At 2:00PM a car's speedometer reads 50km/h. At 2:10PM it reads 65km/h. Show that at some time between 2:00 and 2:10 the acceleration is exactly 90km/h^2.

Homework Equations

Mean Value Theorem

If f is continuous on [a,b] and f is differentiable on (a,b) then there exists an x value, c, in (a,b) so that:

f'(c) = \frac {f(b)-f(a)}{b-a}

Rolle's Theorem

If f is continuous on [a,b] and f is differentiable on (a,b) and f(a)=f(b) then there is an x value, c, in (a,b) where f'(c)=0

The Attempt at a Solution

So i am fairly certain that we are suppose to use the MVT here for this problem but I am not really sure where to go. I wrote down Rolle's Theorem just because it is the other theorem we are using in this section.

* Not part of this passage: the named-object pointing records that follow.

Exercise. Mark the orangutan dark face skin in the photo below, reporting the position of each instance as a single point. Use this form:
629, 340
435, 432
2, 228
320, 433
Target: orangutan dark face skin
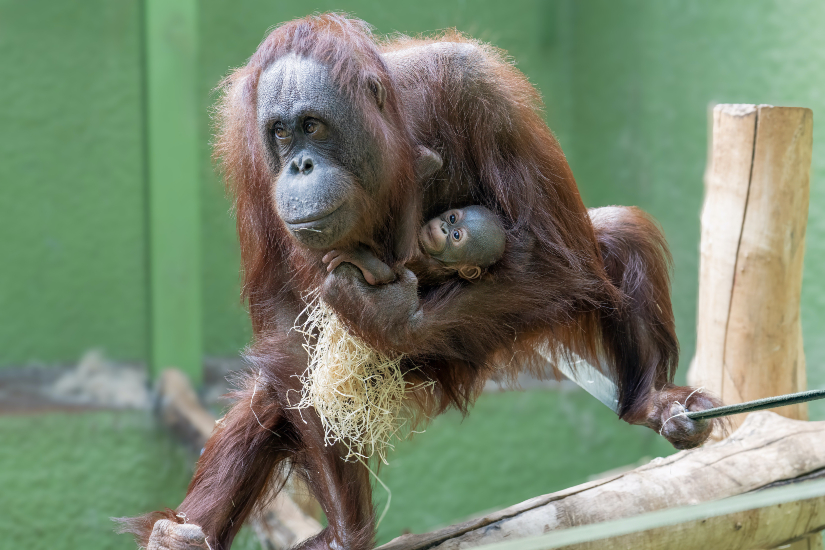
318, 147
470, 236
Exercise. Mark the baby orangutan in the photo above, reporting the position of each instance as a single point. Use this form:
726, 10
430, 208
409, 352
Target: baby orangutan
461, 240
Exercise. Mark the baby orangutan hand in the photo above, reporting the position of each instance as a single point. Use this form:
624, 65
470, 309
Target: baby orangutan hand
374, 270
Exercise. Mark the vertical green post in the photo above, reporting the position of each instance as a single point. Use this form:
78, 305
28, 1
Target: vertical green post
174, 193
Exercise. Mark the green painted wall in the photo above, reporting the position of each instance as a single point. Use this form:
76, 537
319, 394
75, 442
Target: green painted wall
643, 77
72, 197
64, 475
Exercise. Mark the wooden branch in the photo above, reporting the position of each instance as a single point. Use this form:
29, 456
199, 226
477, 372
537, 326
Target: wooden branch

To start I stated that x will be minutes after 2:00PM and y will be the velocity measured in km/h so at x = 0, y = 50 and when x = 10, y = 65 so using MVT:

f'(c)= \frac {65-50}{10-0} = \frac {15}{10}

but I am not sure where that gets me... is that the correct way to go about it or any I doing it wrong?

thanks!

 

[Sniperman724]

The (15/10) that you got means that on the graph of the velocity of the car, on at least one point, the derivative of that function will equal (15/10 m/s^2)
http://en.wikipedia.org/wiki/Mean_value_theorem

I hope that helped

 

[Asphyxiated]

Well I just realized that if i set x to hours instead of minutes and use x = 1/6 y = 65km/h

using MVT

f'(c) = \frac {65-50}{\frac{1}{6}-0} = \frac {15}{\frac{1}{6}} = 15*6=90 \frac{km}{h^{2}}

so its pretty simple, using the right units, lol.